Niestety nie. W Niemczech codziennie pojawiają się nowe przypadki kradzieży.
Proponowanych rozwiązań jest wiele: monitoring, alarmy, zamykane na noc parkingi czy znakowanie kabli. Na razie głównie supermarkety, takie jak Aldi, zdecydowały się na zamykanie parkingów w nocy – ale tylko tam, gdzie teren jest ogrodzony.

Z perspektywy kierowcy to jedno z najgorszych możliwych rozwiązań – w nocy i w niedziele nie da się wtedy naładować auta.

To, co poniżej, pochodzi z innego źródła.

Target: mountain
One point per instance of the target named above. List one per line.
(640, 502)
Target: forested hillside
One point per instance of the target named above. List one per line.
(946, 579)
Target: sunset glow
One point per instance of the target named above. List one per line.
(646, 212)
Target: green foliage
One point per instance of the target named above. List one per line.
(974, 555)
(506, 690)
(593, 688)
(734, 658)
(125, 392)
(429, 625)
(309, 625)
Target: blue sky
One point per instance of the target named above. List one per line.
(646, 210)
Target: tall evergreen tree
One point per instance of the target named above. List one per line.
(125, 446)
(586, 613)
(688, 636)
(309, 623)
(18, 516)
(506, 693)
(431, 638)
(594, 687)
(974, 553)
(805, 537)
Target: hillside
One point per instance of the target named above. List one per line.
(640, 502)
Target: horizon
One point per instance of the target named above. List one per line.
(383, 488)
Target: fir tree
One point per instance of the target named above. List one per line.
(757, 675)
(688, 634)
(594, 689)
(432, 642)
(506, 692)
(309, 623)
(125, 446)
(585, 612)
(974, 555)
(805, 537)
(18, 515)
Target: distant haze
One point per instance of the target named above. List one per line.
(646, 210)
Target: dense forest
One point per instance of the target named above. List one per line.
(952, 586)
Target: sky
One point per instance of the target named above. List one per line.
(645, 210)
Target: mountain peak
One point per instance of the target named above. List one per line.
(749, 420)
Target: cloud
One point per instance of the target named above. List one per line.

Najczęściej ofiarami kradzieży padają pojedyncze ładowarki zlokalizowane na odosobnionych parkingach przy centrach handlowych lub supermarketach.
Na szczęście duże huby ładowania oraz ładowarki na stacjach benzynowych czy MOPach są lepiej chronione – dzięki większemu ruchowi, monitoringowi i obecności pracowników.
 

qb4hkm

Pionier e-mobilności
Puścić w obieg info o nagrodzie 1K za wskazanie sprawcy, menel, menela sprzeda. Na skupie pewnie też będzie to niezbyt pożądany towar.
 

R_R

Zadomawiam się
Ciekawostka jest to ze najwiecej kabli ginie powerdotowi… tak jak by zorganizowana akcja.
No właśnie też to zauważyłem... Jak widzę ładowarkę PowerDot to już się domyślam, że ma kable ucięte. Najgorzej, że nawet nie można ładować własnym kablem po 11 kWh bo cała ładowarka ma error. I nie mogę się zgodzić, że wynika to z lokalizacji tych ładowarek. Przykładem jest moje osiedle..., od ładowarki PowerDot w zasięgu 100-300 m wszystkie inne ładowarki są funkcjonalne i sprawne.

Co do bezpieczeństwa. To często zostawiam od 23 do 4-5 rano samochód na wolnym ładowaniu (z co najmniej po 2 razy w tygodniu) na pustym parkingu pod marketem. I jakoś nie widzę, by było niebezpiecznie.